How to Use Generic Trademarks in Science Fiction or Near-Future Novels

James from Connecticut is writing a story set 100 years in the future and wanted to know how to handle trademarks that, in his fictional setting, might have become generic. For example, Taser being used as the verb to taser, or Google as the verb to google.

He raises a good point. If James is going to be true to his fictional setting, it is inevitable that certain marks will have gained generic status in the future just by the nature of how the public uses the mark.

What then should a writer do? Risk violating the trademark laws and make the world as realistic as possible by writing about a villain who googled her victim’s address, then tasered him unconscious? Or be true to the trademark laws and write about a villain who used a Taser to subdue victims that she stalked on Google?

The answer depends on how risk-averse the writer wants to be.

 

What is a Generic Trademark?

As a refresher, a trademark is a name, mark, or sign that distinguishes a product of a person or entity from the products of others – Clorox, Hacky Sack, Muzak, Rollerblade. You get the idea. But if you need a quick primer on trademarks and how to use them in fiction, read my earlier Sidebar Saturdays post or see these articles by Kathryn Goldman or Susan Spann.

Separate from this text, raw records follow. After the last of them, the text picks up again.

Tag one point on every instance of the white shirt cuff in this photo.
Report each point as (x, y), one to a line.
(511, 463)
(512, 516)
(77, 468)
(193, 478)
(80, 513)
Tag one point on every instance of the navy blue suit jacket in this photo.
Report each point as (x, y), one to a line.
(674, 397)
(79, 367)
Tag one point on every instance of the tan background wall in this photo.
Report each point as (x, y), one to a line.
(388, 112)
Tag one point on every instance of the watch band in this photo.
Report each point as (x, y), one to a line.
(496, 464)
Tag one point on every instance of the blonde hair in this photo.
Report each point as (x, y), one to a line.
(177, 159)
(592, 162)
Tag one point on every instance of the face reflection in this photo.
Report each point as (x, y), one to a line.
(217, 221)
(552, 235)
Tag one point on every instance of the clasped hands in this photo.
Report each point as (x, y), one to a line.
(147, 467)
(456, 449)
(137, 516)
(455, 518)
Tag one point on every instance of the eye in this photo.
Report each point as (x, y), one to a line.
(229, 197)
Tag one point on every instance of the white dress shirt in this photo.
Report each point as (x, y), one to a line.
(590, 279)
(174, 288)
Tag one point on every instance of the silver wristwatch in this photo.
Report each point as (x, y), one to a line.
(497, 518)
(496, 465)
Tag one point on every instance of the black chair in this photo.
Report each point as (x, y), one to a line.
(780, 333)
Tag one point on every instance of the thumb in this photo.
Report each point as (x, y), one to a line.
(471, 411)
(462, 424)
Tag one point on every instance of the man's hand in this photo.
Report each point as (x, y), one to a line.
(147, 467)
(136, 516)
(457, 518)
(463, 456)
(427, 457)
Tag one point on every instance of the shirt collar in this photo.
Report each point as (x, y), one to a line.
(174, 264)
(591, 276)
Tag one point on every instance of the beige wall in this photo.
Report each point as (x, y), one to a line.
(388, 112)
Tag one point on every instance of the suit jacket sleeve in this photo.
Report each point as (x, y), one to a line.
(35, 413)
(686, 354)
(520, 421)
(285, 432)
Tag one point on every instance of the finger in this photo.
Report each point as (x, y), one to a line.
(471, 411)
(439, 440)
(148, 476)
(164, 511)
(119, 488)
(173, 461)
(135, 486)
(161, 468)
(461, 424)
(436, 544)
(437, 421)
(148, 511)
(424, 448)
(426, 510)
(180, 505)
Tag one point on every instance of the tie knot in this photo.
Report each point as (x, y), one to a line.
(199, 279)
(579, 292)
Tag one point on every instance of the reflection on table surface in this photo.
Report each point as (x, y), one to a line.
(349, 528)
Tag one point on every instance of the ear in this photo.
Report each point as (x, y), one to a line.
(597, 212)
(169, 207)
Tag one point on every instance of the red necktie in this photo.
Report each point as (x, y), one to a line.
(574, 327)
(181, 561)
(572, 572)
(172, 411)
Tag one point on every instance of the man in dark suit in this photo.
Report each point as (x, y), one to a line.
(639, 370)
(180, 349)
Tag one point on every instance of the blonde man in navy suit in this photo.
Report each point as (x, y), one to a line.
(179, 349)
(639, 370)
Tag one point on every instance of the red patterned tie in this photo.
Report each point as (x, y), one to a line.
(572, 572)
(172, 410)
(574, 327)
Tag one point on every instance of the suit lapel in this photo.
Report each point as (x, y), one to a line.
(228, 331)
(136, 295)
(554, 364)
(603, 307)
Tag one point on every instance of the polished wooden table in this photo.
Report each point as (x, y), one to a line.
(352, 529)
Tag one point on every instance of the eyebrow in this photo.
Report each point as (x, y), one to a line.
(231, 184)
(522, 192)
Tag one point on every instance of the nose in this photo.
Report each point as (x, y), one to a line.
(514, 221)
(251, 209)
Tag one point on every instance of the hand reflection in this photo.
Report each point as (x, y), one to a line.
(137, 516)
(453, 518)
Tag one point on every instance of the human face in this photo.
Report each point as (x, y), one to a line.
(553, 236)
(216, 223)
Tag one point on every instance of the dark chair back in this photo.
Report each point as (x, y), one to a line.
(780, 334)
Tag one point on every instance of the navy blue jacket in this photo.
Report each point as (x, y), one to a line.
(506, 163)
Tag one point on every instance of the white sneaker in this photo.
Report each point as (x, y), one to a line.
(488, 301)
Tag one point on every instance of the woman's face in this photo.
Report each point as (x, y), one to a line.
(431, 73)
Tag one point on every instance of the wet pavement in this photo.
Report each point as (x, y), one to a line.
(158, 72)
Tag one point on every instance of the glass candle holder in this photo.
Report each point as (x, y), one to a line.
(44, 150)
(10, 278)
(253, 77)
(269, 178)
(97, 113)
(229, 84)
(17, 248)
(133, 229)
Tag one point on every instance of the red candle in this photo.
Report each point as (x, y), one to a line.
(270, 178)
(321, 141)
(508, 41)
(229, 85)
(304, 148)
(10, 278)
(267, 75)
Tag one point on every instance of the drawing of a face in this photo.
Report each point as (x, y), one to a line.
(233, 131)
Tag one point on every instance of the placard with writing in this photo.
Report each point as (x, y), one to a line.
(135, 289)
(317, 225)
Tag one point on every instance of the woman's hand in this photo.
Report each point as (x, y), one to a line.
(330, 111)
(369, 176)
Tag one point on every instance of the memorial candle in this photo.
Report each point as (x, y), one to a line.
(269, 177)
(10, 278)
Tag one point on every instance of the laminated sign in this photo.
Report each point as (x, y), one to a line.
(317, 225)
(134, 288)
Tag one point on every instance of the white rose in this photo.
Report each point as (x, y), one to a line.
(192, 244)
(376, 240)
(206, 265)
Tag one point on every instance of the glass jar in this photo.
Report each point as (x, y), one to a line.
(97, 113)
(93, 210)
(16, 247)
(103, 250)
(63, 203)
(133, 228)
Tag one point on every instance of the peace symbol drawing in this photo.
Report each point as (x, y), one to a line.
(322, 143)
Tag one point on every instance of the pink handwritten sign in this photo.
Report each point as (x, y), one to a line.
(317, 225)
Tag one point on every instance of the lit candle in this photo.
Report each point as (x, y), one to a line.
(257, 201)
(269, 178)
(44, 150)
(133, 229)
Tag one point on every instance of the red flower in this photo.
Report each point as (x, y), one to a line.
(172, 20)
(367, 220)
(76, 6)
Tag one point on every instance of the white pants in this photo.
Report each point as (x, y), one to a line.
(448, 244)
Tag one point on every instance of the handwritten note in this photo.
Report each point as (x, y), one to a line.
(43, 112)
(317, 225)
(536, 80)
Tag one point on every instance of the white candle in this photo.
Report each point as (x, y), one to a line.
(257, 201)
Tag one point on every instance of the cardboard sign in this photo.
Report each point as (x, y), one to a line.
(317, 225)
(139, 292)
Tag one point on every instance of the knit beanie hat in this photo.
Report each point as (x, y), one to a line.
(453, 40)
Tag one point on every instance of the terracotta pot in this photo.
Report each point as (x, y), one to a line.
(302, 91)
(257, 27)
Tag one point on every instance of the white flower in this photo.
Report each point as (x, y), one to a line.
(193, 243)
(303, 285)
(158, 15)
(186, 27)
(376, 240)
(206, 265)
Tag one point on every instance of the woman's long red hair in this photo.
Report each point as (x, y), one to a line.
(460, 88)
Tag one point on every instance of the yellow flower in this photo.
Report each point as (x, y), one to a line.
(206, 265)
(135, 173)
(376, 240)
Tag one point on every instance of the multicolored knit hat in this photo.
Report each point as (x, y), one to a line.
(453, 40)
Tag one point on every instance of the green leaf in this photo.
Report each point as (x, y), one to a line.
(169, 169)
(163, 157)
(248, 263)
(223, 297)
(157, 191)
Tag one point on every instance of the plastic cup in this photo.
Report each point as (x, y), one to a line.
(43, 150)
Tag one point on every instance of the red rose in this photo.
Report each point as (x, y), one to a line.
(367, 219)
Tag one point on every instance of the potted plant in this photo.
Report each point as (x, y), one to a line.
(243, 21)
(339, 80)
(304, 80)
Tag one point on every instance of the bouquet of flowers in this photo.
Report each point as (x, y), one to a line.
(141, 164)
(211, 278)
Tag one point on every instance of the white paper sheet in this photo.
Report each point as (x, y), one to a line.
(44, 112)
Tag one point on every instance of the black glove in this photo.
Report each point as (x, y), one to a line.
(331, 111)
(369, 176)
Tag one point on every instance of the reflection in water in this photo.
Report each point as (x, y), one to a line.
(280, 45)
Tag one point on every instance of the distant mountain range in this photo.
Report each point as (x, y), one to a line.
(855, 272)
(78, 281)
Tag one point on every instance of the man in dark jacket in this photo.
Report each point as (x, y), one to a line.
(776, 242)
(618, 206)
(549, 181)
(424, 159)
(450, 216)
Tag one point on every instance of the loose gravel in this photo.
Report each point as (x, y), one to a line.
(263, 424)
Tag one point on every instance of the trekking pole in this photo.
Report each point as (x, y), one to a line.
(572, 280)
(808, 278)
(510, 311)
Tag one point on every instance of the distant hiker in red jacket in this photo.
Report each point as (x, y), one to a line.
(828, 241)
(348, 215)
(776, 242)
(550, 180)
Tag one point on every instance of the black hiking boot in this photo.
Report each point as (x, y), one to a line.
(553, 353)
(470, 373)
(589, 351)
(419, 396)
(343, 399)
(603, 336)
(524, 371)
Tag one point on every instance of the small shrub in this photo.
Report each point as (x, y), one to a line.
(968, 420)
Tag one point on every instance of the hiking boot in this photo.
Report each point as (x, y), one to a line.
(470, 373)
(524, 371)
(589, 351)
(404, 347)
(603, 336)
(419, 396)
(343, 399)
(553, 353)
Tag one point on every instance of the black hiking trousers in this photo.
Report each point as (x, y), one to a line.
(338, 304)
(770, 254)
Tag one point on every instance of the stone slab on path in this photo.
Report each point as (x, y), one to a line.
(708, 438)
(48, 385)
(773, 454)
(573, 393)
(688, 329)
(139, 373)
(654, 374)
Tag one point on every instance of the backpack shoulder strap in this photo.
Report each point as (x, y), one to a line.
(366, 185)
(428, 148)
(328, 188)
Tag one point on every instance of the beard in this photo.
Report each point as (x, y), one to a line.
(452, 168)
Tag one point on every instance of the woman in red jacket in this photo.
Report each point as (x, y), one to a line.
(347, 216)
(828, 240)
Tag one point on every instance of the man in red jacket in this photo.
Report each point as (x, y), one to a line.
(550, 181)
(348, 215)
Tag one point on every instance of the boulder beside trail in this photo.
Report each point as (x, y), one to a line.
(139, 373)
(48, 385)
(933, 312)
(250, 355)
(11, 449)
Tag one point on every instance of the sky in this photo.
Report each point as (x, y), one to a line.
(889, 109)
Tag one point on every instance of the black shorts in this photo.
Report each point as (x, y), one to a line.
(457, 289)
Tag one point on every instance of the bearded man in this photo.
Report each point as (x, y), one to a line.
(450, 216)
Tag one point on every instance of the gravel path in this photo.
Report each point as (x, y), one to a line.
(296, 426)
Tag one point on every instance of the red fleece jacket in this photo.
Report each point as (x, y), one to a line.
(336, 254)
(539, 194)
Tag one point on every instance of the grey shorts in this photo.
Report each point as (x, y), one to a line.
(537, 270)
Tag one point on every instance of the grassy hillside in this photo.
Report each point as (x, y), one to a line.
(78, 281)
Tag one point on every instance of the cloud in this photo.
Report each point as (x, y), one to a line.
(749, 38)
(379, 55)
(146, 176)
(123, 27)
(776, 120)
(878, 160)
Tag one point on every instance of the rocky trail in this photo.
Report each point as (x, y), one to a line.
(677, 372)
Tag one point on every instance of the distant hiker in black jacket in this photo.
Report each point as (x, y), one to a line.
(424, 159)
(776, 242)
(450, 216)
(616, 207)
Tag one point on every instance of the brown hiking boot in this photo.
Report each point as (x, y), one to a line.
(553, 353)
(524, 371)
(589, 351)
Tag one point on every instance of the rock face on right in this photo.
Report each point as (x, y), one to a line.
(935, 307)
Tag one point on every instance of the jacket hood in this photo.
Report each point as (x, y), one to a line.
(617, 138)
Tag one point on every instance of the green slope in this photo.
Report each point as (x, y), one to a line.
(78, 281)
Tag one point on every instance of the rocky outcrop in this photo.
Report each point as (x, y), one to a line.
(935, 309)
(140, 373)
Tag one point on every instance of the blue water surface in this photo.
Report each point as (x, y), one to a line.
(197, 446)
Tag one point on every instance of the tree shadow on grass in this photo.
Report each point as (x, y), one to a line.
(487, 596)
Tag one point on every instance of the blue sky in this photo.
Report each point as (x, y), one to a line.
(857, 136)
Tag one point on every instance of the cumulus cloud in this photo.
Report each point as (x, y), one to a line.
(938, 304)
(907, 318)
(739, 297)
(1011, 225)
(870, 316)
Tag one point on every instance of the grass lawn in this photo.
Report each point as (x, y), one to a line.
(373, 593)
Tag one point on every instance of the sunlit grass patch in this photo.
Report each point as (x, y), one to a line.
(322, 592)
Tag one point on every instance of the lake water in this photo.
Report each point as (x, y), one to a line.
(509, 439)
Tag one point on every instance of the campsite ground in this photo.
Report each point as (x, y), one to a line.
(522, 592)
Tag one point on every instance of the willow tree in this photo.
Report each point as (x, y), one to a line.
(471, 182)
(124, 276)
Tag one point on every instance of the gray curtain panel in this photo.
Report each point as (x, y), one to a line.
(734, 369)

A trademark is considered generic when the mark becomes the common descriptive name of a certain product category, rather than the indication of the product’s origin. Like Aspirin for a class of drugs known as acetyl salicylic acid, not the manufacture’s brand name. Or Trampoline for a “rebound tumbler.” Trademark history is replete with genericized marks – cellophane, videotape, escalator, thermos, zipper, just to name a few. Once the trademark is generic, the mark becomes invalid and enters the public domain. The owner then loses the exclusive right to use it.

Some companies (e.g. Apple, Microsoft, Disney, Caterpillar, Wham-O, Games Workshop) are vigilant at policing the improper use of their trademarks, whether the culprits are consumers, competitors, or the media. Xerox often runs advertisements reminding people to use Xerox to photocopy a document, not Xerox to xerox a document. The Coca-Cola Company sends cease-and-desist letters to stop the generic use of Coke for a cola-type soda. But many companies are lax in their policing policies, which is why many trademarks are in danger of genericide – like AstroTurf, Band-Aid, ChapStick, Bubble Wrap, Frisbee, Kleenex, Sharpie, Velcro.

 

To Genericize or Not?

For me, using a trademark generically in a sci-fi novel would not be as worrisome as being subject to a trademark infringement or trademark disparagement lawsuit. To avoid these types of lawsuits, see my earlier Sidebar Saturdays post. While companies hate genericization of their marks, most would be more likely to sue because of defamatory or infringing uses, like Burger King controlling humans through drugs in their burgers, or a deadly viral outbreak at Disneyland, or an alcoholic pilot constantly drunk on Budweiser beer.

To see how a few established authors have dealt with generic trademarks, I searched for random trademarks used in a few of my science fiction novels.  Snow Crash (Neal Stephenson) used formica in a generic, descriptive sense but Frisbee as a trademark for the flying disc sold by Wham-O.  Infected (Scott Sigler), however, uses Taser, Macintosh, Google as trademarks for the products. Infinite Jest (David Foster Wallace), where companies pay to subsidize the year, uses trademarks like Glad and Whopper as “the Year of Glad” or “the Year of the Whopper.”

Personally, I would be more inclined to not use a mark generically if a substitute existed.  Why take on unnecessary risk if the generic use of the mark is not germane to the novel.  That said, if a few trademarks used generically slip through the editing process, I wouldn’t start looking for process servers around every corner. The risks are relatively low a company would send a cease-and-desist letter or sue an author under those circumstances unless you are a J.K. Rowling-type author who would garner higher scrutiny from a corporation like Coca-Cola keen on monitoring generic usage of their trademarks.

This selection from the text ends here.